Immortan Joe is grotesque in every way, including physically, and the beneficiaries of his rule are himself and a few high-ranking cronies (many of which appear to be his relatives); while the film focuses on the plight of Furiosa and the wives, they are not the only ones suffering: we briefly see a large population of unfortunate people dwelling in and dependent on the Citadel. Their misery is illustrated in a scene in which Immortan Joe briefly allows some of his water supply to cascade upon the populace, who eagerly await it with any container available to them, until the leader shuts off the supply again and warns the wretches below not to grow "addicted" to it.

The film itself is almost pure action; from childhood I seem to recall "action movies" having action sequences interspersed through the rest of the film; in this movie, quiet scenes are a rarity. The action scenes are thankfully well done and manage to be both really cool looking and pretty easy to follow, without lots of bad shaky-cam making it impossible to follow. It's immensely satisfying seeing Charlize get to be as much a badass as Tom Hardy, and even more fun seeing the elderly surviving Mothers join in.
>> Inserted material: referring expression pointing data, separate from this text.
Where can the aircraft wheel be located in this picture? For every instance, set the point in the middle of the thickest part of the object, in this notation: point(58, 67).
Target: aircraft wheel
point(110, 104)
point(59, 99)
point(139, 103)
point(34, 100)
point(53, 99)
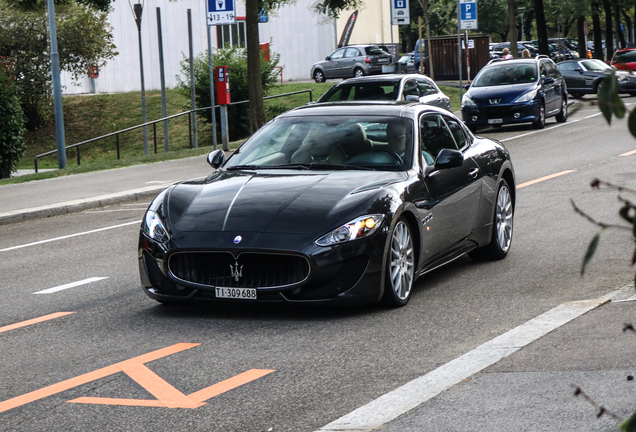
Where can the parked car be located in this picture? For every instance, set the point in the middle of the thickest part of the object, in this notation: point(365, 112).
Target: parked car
point(519, 90)
point(331, 203)
point(407, 63)
point(585, 76)
point(497, 49)
point(411, 87)
point(351, 61)
point(624, 59)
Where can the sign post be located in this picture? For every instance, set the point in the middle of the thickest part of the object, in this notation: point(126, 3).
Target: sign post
point(221, 12)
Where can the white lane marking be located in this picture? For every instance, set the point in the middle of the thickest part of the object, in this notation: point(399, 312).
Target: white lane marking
point(553, 127)
point(68, 236)
point(407, 397)
point(71, 285)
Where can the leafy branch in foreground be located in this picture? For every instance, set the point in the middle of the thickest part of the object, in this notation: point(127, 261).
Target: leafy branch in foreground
point(611, 104)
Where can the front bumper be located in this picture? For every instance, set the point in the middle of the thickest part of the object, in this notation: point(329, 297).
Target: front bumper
point(346, 273)
point(493, 115)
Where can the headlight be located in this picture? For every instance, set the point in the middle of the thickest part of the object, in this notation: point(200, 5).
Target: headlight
point(361, 227)
point(467, 101)
point(152, 226)
point(527, 96)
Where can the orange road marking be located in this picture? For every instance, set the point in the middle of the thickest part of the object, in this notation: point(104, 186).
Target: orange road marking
point(166, 395)
point(91, 376)
point(539, 180)
point(34, 321)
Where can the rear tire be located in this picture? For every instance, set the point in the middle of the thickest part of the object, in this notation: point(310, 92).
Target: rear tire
point(540, 124)
point(502, 225)
point(562, 116)
point(400, 266)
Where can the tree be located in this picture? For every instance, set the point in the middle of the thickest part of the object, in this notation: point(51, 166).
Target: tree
point(84, 40)
point(12, 145)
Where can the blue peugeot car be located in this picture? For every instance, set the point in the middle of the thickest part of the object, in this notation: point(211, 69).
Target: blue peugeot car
point(520, 90)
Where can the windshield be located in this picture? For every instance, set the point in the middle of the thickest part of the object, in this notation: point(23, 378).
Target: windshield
point(329, 142)
point(379, 90)
point(625, 57)
point(596, 65)
point(505, 74)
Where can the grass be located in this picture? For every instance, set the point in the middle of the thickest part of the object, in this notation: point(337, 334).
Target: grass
point(91, 116)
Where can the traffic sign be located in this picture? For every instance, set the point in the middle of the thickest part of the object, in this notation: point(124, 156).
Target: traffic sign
point(468, 15)
point(221, 12)
point(400, 12)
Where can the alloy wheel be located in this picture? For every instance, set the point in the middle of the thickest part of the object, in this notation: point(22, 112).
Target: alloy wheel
point(401, 266)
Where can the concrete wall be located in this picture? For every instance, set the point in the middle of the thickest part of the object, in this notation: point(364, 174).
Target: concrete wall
point(299, 35)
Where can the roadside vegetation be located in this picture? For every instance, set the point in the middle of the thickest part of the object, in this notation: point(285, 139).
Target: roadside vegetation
point(91, 116)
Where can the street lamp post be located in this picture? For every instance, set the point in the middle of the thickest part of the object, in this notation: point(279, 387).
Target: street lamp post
point(137, 11)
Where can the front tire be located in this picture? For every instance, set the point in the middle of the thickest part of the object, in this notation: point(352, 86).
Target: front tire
point(400, 266)
point(501, 237)
point(319, 76)
point(540, 124)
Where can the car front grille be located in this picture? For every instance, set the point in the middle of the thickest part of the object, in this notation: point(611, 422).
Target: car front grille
point(249, 270)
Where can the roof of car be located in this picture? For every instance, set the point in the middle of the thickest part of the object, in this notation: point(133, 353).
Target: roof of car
point(375, 108)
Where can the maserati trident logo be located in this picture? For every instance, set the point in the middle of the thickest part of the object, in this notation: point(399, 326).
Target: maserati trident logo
point(236, 271)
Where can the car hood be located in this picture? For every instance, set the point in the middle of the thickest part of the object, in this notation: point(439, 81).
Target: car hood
point(507, 93)
point(274, 201)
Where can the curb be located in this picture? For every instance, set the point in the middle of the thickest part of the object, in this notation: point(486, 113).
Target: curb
point(77, 206)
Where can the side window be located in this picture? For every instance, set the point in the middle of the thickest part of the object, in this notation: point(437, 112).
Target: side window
point(410, 89)
point(457, 132)
point(337, 55)
point(352, 52)
point(434, 136)
point(426, 88)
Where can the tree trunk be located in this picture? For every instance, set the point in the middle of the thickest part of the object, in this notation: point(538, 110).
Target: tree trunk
point(512, 25)
point(617, 21)
point(255, 83)
point(609, 37)
point(542, 30)
point(581, 37)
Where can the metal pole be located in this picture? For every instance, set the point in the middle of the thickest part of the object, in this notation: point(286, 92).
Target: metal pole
point(211, 71)
point(459, 48)
point(192, 83)
point(57, 90)
point(138, 10)
point(164, 109)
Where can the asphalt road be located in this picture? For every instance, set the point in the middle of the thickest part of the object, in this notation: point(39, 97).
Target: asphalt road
point(262, 367)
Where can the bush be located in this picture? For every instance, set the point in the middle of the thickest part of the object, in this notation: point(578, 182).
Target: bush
point(236, 59)
point(12, 130)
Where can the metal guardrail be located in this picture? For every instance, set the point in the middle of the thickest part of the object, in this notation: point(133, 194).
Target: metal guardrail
point(154, 126)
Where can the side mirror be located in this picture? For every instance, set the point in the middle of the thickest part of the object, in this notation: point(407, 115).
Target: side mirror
point(216, 158)
point(448, 158)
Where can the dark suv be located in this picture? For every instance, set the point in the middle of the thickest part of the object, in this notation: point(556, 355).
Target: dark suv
point(520, 90)
point(351, 61)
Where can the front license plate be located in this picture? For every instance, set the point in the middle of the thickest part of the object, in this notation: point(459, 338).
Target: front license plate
point(236, 293)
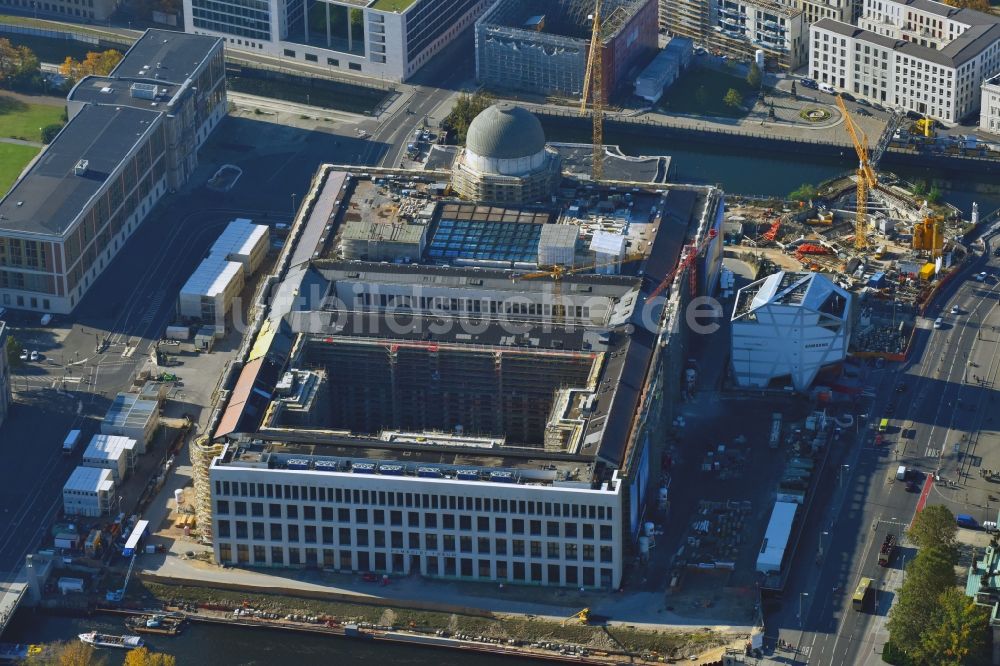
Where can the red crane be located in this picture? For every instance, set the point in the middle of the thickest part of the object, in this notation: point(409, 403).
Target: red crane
point(690, 253)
The film does a fairly deft job of making the violence it portrays exciting while not allowing the viewer to forget that it's tragic -- it's a sad necessity in a world that has become miserable and ruined. And it ends with a message of hope, allowing for a possible future in which it's not necessary for old women to be masters at gunfighting. Having literally overthrown a patriarchy, Furiosa now stands to rebuild society into something much better. Sadly, this coming place of peace doesn't have room for Mad Max, the ultimate survivor, who leaves the women and walks off into the desert again at the end.